For many, this long and frustrating search for clarity is what medicine calls the diagnostic odyssey.
Rare diseases are individually uncommon, but collectively they affect millions of people worldwide. Rare diseases affect an estimated 263–446 million people worldwide, spanning every geography, healthcare system, and socioeconomic context. India alone is estimated to have 70 million people living with rare diseases.
Importantly, although 70%–80% of rare diseases are genetic in origin, routine medical practices often consider genetic testing only after years of inconclusive evaluations.
In India, this challenge is amplified by several factors, including limited awareness of rare conditions, uneven access to specialized testing across regions, and a tendency to treat symptoms individually rather than look for a unifying cause.
A child may see a neurologist for seizures, a gastroenterologist for feeding issues, and a developmental pediatrician for delays, without anyone connecting the dots.
Studies have shown that patients and their families frequently wait years before receiving a confirmed diagnosis. Globally, rare disease diagnosis can take anywhere between 5–30 years.
In a country like India, where healthcare expenses are often paid out-of-pocket, this prolonged uncertainty can be devastating. Beyond cost, there is the psychological toll; parents wondering if they missed something and adult patients often questioning whether their symptoms are “all in their head”. During this period, families undergo repeated tests, face conflicting opinions, and bear significant emotional and financial strains.
Research shows that families experience profound emotional burden during the diagnostic odyssey, including stress, anxiety, and feelings of isolation.
In many cases, the explanation is written into a person’s DNA. Genetic disorders rarely announce themselves clearly; instead, they often mimic common illnesses. Fatigue may look like anemia, developmental delay may resemble a learning difficulty, and repeated infections might be treated as isolated events rather than part of a larger pattern. Because the symptoms overlap with more familiar conditions, doctors naturally begin by treating what appears most likely.

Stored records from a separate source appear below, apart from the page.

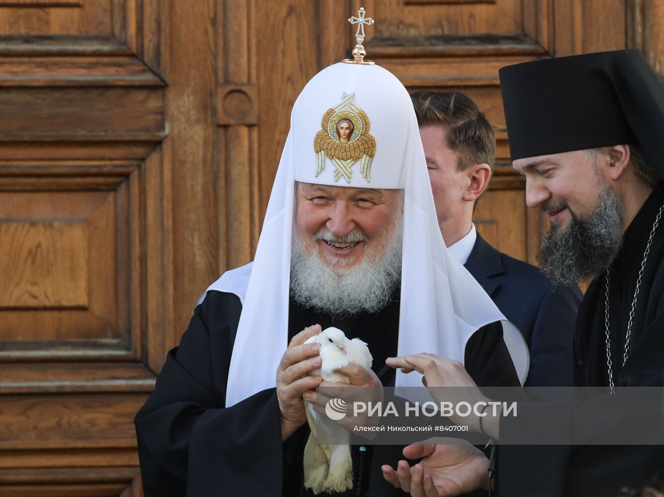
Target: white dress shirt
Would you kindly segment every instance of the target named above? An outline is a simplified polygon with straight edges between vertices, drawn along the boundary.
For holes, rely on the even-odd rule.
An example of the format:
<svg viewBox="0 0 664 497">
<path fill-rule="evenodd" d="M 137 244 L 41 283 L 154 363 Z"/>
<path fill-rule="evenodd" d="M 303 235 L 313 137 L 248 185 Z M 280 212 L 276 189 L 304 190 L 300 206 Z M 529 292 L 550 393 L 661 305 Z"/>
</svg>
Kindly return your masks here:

Most healthcare systems also follow a step-by-step diagnostic approach; rule out the common causes first, then move to less common ones if symptoms persist. While this method works well for typical illnesses, it can significantly delay answers for rare genetic conditions. Without looking directly at the genetic blueprint, the underlying cause may remain hidden, even as the visible symptoms are managed one at a time.
Today, advances in genomic technologies such as whole-exome sequencing (WES) and whole-genome sequencing (WGS) allow us to examine thousands of genes simultaneously. Rather than guessing which gene might be responsible, we can comprehensively analyze a patient’s DNA to search for answers.
Evidence increasingly supports the use of genomic sequencing earlier in the diagnosis and care of rare diseases. Similarly, studies highlight how genomic testing not only provides diagnoses but also directly influences treatment decisions and long-term care planning.
In the Indian context, integrating genetic testing earlier could transform care. Instead of years of fragmented consultations, patients could receive a precise diagnosis sooner. This clarity can:
Encouragingly, awareness around rare diseases is growing in India, and conversations around early genomic testing are becoming more mainstream. As technology becomes more affordable and accessible, we have an opportunity to fundamentally change the patient journey.
No family should spend years searching for answers when science has the tools to help. By embracing genomic medicine earlier in the diagnostic pathway, we can shorten the odyssey, reduce suffering, and empower families with clarity.
Because when symptoms don’t add up, sometimes the answer lies written in our genes.